When cells are under stress, they blow off steam by releasing minute amounts of nitrogen oxides and other toxic gases. In a recent paper,* researchers at the National Institute of Standards and Technology described a new method for creating gas detectors so sensitive that some day they may be able to register these tiny emissions from a single cell, providing a new way to determine if drugs or nanoparticles harm cells or to study how cells communicate with one another. Based on metal oxide nanotubes, the new sensors are a hundred to 1,000 times more sensitive than current devices based on thin films and are able to act as multiple sensors simultaneously.
Gas sensors often operate by detecting the subtle changes that deposited gas molecules make in the way electricity moves through a surface layer. Thus, the more surface available, the more sensitive the sensor will be. Scientists are interested in developing gas sensors based on nanotubes because, having walls that are only a few nanometers thick, they are almost all surface.
Although nanotubes have proven to be well suited for gas sensing applications, fabricating the devices themselves is a difficult, imprecise and time-consuming process, according to Kurt Benkstein, an author of the paper. Older methods include randomly scattering free nanotubes on a surface with preformed electrical contacts (the hope being that a least a few of the nanotubes would tumble into place) or laying contacts over the top of the nanotubes after they had been dispersed, among others. These methods, though they can result in functional devices, preclude researchers from knowing where exactly the reactions are happening on the substrate. This makes it impossible to do multiple simultaneous tests. Also, these sensors are not as sensitive as they could be because there is no way to ensure that the gas is reacting with the interior of the tube.

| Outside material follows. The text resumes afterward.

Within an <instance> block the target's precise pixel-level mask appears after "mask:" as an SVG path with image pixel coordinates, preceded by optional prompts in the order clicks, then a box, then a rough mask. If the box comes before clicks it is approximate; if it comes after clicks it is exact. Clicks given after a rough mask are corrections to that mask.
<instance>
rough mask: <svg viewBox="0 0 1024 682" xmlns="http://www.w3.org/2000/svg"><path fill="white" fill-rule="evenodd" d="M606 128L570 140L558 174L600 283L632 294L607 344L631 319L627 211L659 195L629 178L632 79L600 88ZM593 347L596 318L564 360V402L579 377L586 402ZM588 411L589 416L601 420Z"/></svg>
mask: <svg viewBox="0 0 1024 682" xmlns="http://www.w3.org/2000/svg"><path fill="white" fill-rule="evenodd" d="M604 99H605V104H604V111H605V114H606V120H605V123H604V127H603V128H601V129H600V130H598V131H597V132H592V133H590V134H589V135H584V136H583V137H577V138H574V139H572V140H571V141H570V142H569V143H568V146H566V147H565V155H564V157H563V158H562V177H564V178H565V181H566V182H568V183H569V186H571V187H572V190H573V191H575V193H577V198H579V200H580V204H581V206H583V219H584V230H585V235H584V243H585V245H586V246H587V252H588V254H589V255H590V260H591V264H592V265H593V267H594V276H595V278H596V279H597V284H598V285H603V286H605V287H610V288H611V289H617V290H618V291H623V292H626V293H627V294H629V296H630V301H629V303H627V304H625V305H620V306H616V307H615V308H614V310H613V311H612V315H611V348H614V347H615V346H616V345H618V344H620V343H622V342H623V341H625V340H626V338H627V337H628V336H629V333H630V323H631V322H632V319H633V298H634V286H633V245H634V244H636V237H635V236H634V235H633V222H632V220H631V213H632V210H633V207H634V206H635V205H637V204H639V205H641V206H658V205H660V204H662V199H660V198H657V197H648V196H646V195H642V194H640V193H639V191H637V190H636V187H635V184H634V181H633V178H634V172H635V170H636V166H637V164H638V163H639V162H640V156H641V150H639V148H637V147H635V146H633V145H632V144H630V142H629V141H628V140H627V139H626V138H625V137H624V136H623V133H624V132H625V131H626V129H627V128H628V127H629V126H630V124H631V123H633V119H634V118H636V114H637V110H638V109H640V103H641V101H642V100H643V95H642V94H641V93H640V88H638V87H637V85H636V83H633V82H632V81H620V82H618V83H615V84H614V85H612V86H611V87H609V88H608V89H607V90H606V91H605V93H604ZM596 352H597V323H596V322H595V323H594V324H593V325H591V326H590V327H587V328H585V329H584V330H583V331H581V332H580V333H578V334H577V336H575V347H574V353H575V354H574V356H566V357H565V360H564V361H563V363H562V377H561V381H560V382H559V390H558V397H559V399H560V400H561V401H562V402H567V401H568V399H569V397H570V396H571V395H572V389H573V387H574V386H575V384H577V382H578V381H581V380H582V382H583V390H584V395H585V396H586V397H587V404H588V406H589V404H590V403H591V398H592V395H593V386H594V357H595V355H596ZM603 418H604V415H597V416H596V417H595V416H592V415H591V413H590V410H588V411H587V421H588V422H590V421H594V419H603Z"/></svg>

To address these problems, the NIST group built upon another design using a sheet of aluminum oxide about the thickness of a human hair and perforated with millions of holes about 200 nanometers wide. With the nanosized pores serving as a mold, the researchers dipped the aluminum oxide sheet in a solution of tungsten ions, coating the interior of the pores and casting the nanotubes in place. After the nanotubes were formed, the team deposited thin layers of gold on the top and bottom of the aluminum oxide membrane to act as electrical contacts. View schematic of the nanotube sensor at patapsco.nist.gov/ImageGallery/details.cfm?imageid=620.

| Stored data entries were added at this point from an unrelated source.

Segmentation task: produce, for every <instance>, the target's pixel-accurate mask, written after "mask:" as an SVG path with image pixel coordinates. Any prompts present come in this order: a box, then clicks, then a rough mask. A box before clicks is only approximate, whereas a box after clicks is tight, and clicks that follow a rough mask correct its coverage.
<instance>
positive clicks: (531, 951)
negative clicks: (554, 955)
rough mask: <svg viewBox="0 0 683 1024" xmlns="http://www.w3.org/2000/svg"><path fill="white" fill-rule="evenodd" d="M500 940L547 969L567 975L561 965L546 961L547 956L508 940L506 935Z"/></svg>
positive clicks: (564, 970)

The sensor’s high sensitivity derives from its design, which ensures that any sensor response is the result of the gas interacting with the interior of the nanotube. The researchers also note that this same technique can easily be adapted to form nanotubes of other semiconductors and metal oxides so long as the ends of the nanotubes remain open.
* R. Artzi-Gerlitz, K. Benkstein, D. Lahr, J. Hertz, C. Montgomery, J. Bonevich, S. Semancik, M. Tarlov. Fabrication and gas sensing performance of parallel assemblies of metal oxide nanotubes supported by porous aluminum oxide membranes. Sensors and Actuators B: Chemical. Available online Nov. 11, 2008.